Eric Scheie over at Classical Values points to a lawsuit that is a strong argument for "loser pays" rules:
I agree with Eric (who is a lawyer). How, exactly, could either the phone maker or the carrier have prevented this? Well, they could prevent phones from working while they are in motion...but that would mean that passengers couldn't use them, either.
In a case which I think epitomizes what is wrong with today's tort system, the daughter of a woman killed in an accident caused by a driver talking on a cell phone has sued Samsung (the phone manufacturer) and the wireless provider.She hopes to prove that the companies should have foreseen the dangers and that they failed to provide adequate warnings.I disagree with Professor Bamberger that it is a "compelling claim." I think it is a wholly frivolous claim, but the fact that it is considered compelling by a professor at one of the top law schools in the country illustrates a major problem with the legal system which needs to be addressed.
Legal experts said her lawsuit, currently the only such case and one of only a handful ever filed, faces steep challenges but also raises interesting questions about responsibility for behavior that is a threat to everyone on the road.
"This is a compelling type of legal claim," said Kenneth A. Bamberger, a professor at the University of California, Berkeley, School of Law. "It deals with the widespread use of a product we now know is involved in significant risk and deals with the ultimate question of who should contribute in minimizing the risk."
The lawsuit, filed in October, involves a crash in Oklahoma City on Sept. 3, 2008. Ms. Smith's mother, Linda Doyle, 61, died after her Toyota Rav4 was hit by a Ford pickup driven by Christopher Hill. Mr. Hill, then 20, told the police he was so distracted by a cellphone call that he ran a red light at 45 miles an hour, hitting Ms. Doyle's car as it crossed in front of him.
Mr. Hill was talking on a Samsung UpStage phone on the Sprint Nextel service. Samsung declined to comment. Sprint Nextel said that it "rejects the claims of negligence" in the suit and that it includes safety messages on packaging and user manuals, on its Web site and in its advertising.

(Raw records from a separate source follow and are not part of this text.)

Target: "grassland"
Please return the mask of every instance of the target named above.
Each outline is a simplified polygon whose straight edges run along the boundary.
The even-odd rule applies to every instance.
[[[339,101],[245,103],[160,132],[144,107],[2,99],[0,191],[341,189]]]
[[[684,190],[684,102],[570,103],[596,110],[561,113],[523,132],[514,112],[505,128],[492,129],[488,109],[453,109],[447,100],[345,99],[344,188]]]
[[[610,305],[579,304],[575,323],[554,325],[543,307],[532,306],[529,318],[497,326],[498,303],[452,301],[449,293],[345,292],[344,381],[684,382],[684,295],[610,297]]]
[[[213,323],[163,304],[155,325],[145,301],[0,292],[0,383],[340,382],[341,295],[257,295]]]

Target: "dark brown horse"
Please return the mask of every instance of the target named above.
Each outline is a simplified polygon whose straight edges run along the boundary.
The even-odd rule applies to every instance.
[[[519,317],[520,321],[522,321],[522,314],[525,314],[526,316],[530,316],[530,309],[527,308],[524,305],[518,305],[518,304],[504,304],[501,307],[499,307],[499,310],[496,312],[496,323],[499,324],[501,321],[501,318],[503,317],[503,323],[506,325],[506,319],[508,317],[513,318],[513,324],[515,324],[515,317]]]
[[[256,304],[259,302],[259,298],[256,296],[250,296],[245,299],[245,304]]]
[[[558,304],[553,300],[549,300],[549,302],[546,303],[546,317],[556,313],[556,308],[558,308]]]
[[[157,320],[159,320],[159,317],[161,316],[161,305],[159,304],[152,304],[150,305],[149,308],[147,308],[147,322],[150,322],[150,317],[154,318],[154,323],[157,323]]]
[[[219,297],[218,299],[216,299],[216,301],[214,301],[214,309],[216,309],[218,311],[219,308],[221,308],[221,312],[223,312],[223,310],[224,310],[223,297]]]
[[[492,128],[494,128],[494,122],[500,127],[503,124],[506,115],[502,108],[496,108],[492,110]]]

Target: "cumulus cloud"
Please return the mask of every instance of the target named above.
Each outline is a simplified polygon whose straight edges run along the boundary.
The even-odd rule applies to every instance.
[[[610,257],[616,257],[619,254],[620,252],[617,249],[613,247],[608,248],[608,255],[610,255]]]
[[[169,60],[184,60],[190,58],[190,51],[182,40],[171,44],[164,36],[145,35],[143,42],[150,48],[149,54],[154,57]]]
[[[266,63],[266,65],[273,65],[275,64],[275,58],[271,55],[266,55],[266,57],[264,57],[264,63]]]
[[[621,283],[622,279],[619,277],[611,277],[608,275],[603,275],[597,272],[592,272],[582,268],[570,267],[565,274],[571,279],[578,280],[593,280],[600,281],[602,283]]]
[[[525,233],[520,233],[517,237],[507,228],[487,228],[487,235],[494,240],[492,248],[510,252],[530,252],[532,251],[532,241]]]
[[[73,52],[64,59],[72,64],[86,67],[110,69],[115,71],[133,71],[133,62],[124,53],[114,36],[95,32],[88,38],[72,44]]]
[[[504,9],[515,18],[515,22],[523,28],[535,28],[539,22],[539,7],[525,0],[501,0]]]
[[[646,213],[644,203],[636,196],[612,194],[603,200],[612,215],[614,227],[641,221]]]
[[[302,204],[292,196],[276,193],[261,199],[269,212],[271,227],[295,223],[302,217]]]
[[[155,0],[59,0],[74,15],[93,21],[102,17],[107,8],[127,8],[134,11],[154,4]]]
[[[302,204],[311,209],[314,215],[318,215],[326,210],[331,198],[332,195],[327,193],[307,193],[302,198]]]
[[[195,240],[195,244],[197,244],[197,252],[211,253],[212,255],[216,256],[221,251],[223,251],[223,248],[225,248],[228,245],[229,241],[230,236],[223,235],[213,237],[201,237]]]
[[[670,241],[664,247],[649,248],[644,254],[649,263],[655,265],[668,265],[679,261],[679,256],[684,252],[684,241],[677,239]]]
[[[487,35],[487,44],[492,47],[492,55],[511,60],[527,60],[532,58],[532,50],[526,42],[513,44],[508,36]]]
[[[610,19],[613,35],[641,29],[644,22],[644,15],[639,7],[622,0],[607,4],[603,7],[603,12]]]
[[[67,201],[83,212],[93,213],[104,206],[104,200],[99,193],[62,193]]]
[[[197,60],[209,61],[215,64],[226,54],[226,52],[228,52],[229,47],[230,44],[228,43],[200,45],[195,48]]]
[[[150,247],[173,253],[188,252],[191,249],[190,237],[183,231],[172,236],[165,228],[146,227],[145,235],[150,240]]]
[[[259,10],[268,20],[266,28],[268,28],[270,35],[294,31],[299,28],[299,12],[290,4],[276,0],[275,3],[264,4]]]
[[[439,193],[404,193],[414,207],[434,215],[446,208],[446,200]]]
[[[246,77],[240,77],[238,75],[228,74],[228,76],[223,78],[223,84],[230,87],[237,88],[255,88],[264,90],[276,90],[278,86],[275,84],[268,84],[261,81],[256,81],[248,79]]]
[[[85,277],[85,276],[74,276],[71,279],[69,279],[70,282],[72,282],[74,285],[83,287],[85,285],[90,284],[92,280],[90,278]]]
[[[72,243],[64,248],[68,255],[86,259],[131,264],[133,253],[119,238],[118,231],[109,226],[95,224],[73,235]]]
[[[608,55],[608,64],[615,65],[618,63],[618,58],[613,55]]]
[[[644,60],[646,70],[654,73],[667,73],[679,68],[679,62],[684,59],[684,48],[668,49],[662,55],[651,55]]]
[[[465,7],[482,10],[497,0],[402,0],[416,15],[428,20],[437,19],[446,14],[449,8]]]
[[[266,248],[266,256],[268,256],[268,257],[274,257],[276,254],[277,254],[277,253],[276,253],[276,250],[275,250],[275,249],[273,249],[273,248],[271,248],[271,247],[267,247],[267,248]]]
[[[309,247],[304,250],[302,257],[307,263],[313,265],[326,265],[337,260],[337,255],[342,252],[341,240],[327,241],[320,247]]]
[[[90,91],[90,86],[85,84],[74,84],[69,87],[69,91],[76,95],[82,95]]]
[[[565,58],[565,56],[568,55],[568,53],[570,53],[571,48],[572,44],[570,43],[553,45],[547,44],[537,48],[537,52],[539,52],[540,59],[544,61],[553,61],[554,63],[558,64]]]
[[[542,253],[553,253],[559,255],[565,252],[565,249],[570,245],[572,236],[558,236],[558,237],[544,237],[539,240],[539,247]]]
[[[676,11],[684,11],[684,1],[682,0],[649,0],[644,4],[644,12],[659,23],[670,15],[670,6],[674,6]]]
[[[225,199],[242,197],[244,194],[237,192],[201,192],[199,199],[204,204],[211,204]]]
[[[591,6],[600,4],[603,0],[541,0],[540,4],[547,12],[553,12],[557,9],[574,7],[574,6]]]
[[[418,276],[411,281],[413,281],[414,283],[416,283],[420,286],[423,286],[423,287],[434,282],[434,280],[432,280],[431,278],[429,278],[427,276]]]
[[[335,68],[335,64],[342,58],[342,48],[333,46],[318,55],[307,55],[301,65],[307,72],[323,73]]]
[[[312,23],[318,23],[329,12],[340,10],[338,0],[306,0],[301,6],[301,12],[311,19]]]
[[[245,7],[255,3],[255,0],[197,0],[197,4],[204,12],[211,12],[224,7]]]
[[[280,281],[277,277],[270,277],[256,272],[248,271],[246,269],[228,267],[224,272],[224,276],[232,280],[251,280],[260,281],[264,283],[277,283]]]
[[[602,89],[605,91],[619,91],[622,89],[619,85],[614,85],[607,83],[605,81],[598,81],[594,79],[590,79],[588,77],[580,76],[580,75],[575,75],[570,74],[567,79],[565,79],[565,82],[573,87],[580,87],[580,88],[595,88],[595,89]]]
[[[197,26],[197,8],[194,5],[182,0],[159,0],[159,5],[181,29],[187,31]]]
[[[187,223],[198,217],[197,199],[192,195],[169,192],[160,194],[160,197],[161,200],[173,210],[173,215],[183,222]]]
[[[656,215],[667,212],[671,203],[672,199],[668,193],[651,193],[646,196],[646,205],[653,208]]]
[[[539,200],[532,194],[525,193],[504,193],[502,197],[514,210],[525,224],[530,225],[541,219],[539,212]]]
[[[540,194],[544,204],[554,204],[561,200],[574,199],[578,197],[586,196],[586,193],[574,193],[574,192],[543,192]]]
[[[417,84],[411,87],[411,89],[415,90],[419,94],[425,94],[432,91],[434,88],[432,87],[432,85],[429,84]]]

Perhaps they could have made cellphones that required you to use two hands at once. But that would prevent disabled people from using cellphones--and with some of the incredibly stupid stunts that I have seen people doing while driving--I think the idiots that drive while on the phone would just have no hands on the wheel, instead of one. And you don't want to consider the ergonomics of a phone that required use of a hand and a foot to operate, do you?